Herkese merhabalar efenim,
Bayram tatili ile birleştirip 1 haftadan fazlasına çıkardığım tatilim bitti ve bugün itibariyle iş başındayım.Tatildeyken kendi kitaplarımı okuyup bitirmiştim ama 2 günüm daha olunca kardeşimin yanında getirdiği kitaplara sardım.O daha çok kurgu dışı bu tarz romanları okumayı daha çok seviyor.Destek yayınlarının felsefe serisine ait olan bu kitap Hypatia'nın hayatına kısaca değiniyor daha sonra onun düşünceleri ve çalışmaları ve o zamanda kadınlara yapılan haksızlıklardan bahsediyor.
“Hayat, kişinin kendi güçlerini keşfetmesidir. Daha ötelere yolculuk ettikçe daha fazla gerçeği idrak ederiz.”
Yaşadığı karanlık çağa bir güneş gibi doğmuştu Hypatia.
Düşüncenin ve aklın cinsiyeti olmadığını tüm dünyaya ispatlarcasına; zekâsı, kişiliği ve düşünceleriyle tarihe yön verdi.
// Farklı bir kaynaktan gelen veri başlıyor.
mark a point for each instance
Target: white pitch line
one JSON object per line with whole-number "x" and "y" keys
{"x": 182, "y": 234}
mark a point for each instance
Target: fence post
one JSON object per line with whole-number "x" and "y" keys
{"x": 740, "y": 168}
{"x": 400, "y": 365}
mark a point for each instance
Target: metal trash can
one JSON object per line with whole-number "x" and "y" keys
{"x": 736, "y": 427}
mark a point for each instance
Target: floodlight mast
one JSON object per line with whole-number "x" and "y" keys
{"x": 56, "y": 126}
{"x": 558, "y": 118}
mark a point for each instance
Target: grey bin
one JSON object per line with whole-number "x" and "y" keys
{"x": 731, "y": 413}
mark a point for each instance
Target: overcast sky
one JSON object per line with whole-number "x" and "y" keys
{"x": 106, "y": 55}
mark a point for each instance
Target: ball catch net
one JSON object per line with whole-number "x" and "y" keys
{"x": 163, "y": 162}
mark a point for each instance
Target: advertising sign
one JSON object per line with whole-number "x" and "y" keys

Bütün engellere ve baskılara rağmen bir kadının tek başına bile dünyayı değiştirebileceğini gösterdi herkese.
Yobazlar tarafından vücudu midye kabuklarıyla lime lime edilerek öldürülen Hypatia, yanlış da olsa düşünmenin hiçbir şey düşünmemekten daha iyi olduğunu, herkesin bu anlamda kendine ait bir alanı bulunduğunu, düşünebilme yetisine sahip her insana aynı zamanda sorumluluklar düştüğünü söylemekten çekinmemiştir.